The bad news for Germany's angry politicians is that they have few options to halt the ambitious Orcel, who appears to have his sights fixed on a transformative deal for the European banking sector.

"Legally, there is nothing we can do. But the government's assessment naturally carries weight," a German government source told Reuters on Tuesday.

Chancellor Olaf Scholz, who leads the Social Democrats, slammed Orcel's latest move as "an unfriendly attack" after UniCredit announced on Monday it had used derivatives to raise its potential stake in Commerzbank to 21%.

Friedrich Merz, the Christian Democrat opposition leader whom many see as Germany's next chancellor, described a potential takeover as a "disaster for Germany's banking market", pointing to the precedent of HVB, the smaller Bavarian bank bought by UniCredit in 2005 and since subject to hefty job cuts.

With an election due in a year, German politicians are wary of potential job losses among Commerzbank's 40,000 staff and the loss of control over a bank that is a key lender to the "Mittelstand", the country's small and medium-sized businesses.

DEFENCE TACTICS

Resistance to such a takeover could normally take two forms - an attempt to rally the shareholder base against UniCredit, or the use of legal steps to block or delay any deal.

German government sources noted that banks are regulated by the European Central Bank (ECB), while laws to protect critical infrastructure do not readily apply to defending Commerzbank.

The ECB has long been clamouring for more cross-border mergers as a way of bolstering the euro zone's banking sector against global rivals. Portuguese central banker Mario Centeno said on Tuesday it was now time to see "results" on that front.

One investor urged Germany to look beyond its narrow national interest.

"This is the fundamental question for the German government: Which God are they going to serve? Are they going to choose socialist control or the free market?" said Cole Smead, CEO of Smead Capital Management, which owns UniCredit shares.

"The longer it takes, the more pressure (there is) on the German government. Patience is the name of the game. The German government will effectively have a smaller stake than Orcel,” once the regulatory hurdles are cleared, he added.

RALLYING THE OPPOSITION

The German government does have some room for manoeuvre as an anchor investor, said Christoph Schalast, an M&A lawyer and professor at the Frankfurt School of Finance & Management, noting its residual 12% stake.

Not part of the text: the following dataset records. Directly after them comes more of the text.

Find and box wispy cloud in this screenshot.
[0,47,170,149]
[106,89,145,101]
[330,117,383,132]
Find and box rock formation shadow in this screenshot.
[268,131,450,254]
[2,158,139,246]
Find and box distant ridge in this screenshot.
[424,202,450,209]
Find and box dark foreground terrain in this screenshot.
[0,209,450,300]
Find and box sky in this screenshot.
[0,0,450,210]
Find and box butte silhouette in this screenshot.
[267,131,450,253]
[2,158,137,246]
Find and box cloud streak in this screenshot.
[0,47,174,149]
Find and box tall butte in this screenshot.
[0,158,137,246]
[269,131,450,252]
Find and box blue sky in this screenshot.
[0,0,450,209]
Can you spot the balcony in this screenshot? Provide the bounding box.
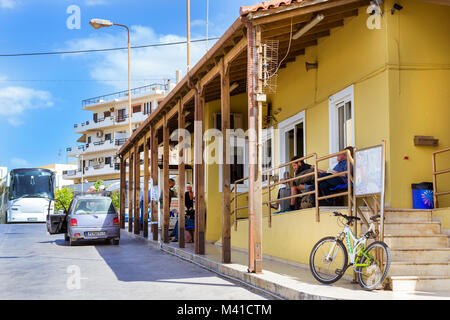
[66,145,85,157]
[82,83,169,109]
[73,112,149,134]
[84,140,117,153]
[63,163,120,180]
[73,116,116,133]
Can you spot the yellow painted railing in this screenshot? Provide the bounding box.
[432,148,450,208]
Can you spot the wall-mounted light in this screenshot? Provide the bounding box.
[391,3,403,14]
[305,62,319,71]
[292,14,325,40]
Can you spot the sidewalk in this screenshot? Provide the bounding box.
[122,225,450,300]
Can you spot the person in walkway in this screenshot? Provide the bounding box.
[306,147,353,206]
[159,178,177,209]
[139,181,153,230]
[273,172,291,212]
[290,156,314,210]
[170,184,195,242]
[184,184,194,211]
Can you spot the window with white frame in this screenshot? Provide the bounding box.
[278,111,306,176]
[329,85,355,167]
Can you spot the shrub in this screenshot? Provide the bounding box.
[55,188,73,211]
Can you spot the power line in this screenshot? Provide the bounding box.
[0,38,220,57]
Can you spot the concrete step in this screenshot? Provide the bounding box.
[391,248,450,263]
[389,276,450,294]
[384,210,431,223]
[389,262,450,277]
[384,234,448,249]
[384,221,441,236]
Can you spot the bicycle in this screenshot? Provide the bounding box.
[309,212,391,290]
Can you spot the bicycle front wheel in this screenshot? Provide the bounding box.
[309,237,348,284]
[356,241,391,290]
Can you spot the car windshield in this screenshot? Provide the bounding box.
[10,169,54,200]
[74,199,116,215]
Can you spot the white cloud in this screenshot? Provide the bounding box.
[0,87,53,126]
[8,117,23,127]
[64,26,212,90]
[0,0,18,9]
[10,158,30,168]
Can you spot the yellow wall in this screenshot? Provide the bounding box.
[207,0,450,263]
[386,0,450,208]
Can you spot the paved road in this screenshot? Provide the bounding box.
[0,224,266,300]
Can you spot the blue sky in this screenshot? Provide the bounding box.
[0,0,258,169]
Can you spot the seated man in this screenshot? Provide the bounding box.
[272,172,291,212]
[290,156,314,210]
[170,184,195,242]
[307,147,353,206]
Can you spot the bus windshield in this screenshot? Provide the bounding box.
[9,169,54,200]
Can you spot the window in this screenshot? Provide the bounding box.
[278,111,306,175]
[133,104,142,113]
[144,102,152,114]
[214,113,248,184]
[329,86,355,167]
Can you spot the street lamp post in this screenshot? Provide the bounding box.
[89,19,133,137]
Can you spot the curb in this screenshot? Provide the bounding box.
[121,229,334,300]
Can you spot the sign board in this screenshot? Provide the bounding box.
[355,145,384,197]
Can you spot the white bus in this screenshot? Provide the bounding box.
[0,169,55,223]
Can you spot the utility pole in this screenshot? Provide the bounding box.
[187,0,191,72]
[206,0,209,52]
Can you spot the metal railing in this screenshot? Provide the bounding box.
[432,147,450,208]
[230,150,355,230]
[82,83,169,108]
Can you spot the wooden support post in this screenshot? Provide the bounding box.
[150,126,159,241]
[314,153,320,222]
[162,115,170,243]
[178,100,186,248]
[194,86,206,254]
[128,151,134,232]
[253,26,263,273]
[142,135,150,238]
[119,156,127,229]
[247,23,262,273]
[220,59,231,263]
[134,143,141,234]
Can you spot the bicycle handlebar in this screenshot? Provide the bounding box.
[333,211,361,224]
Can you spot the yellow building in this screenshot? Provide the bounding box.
[119,0,450,290]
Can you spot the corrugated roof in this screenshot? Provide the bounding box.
[240,0,305,16]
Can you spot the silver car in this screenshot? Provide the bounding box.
[47,193,120,246]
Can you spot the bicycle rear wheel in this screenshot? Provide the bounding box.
[356,241,391,290]
[309,237,348,284]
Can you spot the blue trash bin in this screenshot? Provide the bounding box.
[411,182,434,209]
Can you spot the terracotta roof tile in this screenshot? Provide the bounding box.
[240,0,304,16]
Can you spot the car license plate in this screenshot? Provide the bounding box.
[85,231,106,237]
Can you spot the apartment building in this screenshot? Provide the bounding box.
[63,80,180,187]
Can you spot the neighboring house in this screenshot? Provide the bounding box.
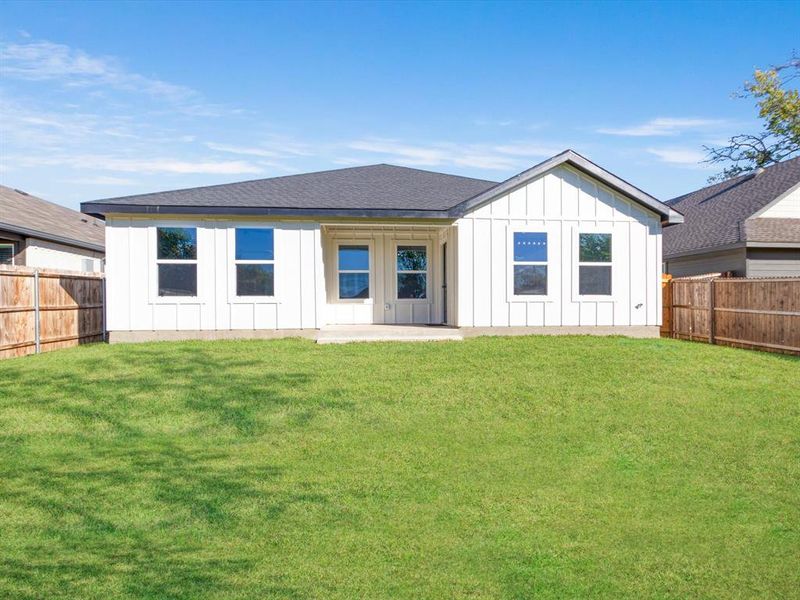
[0,185,105,271]
[664,158,800,277]
[81,151,681,340]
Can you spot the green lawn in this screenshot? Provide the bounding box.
[0,337,800,599]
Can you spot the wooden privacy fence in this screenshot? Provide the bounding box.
[0,267,105,358]
[662,277,800,355]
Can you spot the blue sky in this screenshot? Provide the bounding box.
[0,2,800,208]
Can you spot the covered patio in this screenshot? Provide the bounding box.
[322,222,455,326]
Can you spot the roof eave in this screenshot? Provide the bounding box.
[81,202,452,220]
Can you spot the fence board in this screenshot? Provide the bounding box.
[0,267,105,358]
[662,277,800,354]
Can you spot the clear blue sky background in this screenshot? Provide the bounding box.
[0,2,800,207]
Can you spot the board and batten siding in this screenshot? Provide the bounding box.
[456,166,661,327]
[106,216,325,331]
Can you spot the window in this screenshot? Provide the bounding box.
[514,231,547,296]
[0,244,14,265]
[578,233,611,296]
[235,228,275,296]
[397,246,428,300]
[156,227,197,296]
[339,246,369,300]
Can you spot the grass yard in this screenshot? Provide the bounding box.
[0,337,800,599]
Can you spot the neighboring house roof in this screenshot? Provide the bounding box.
[0,185,105,252]
[663,157,800,257]
[81,150,680,223]
[744,219,800,243]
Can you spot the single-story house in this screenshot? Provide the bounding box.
[0,185,105,272]
[81,150,682,341]
[664,157,800,277]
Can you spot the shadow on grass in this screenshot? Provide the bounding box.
[0,345,346,598]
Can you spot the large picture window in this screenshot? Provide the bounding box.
[397,246,428,300]
[235,228,275,296]
[156,227,197,297]
[513,231,547,296]
[338,245,369,300]
[578,233,611,296]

"I can hardly imagine UniCredit carrying out a hostile takeover against the will of Commerzbank's board, shareholders and employees," said Schalast.

"The Commerzbank management and supervisory boards must do their homework in parallel: they must present a strategy at the next annual general meeting that will be supported by the other anchor investors. This strategy has to be an economically more interesting option than a takeover by UniCredit," he added.

Commerzbank supervisory board members on Tuesday voiced fierce opposition to a takeover, criticising Orcel and saying they were prepared for a long fight.

For now, the ball is in the court of the ECB which must assess a request from UniCredit for clearance to increase its Commerzbank holding to just below the 30% which triggers a mandatory takeover under German corporate laws.

"Of course the German government can put pressure on Italy informally to hinder/stop a deal but otherwise it has little power to stop Orcel," said a senior M&A banker, who is not part of the deal.

However, there is no sign of that, with Italian Foreign Minister Antonio Tajani on Monday praising UniCredit for its boldness.

"UniCredit is a big Italian bank and it is doing well to act within the internal market," said Tajani, who leads the pro-business Forza Italia party.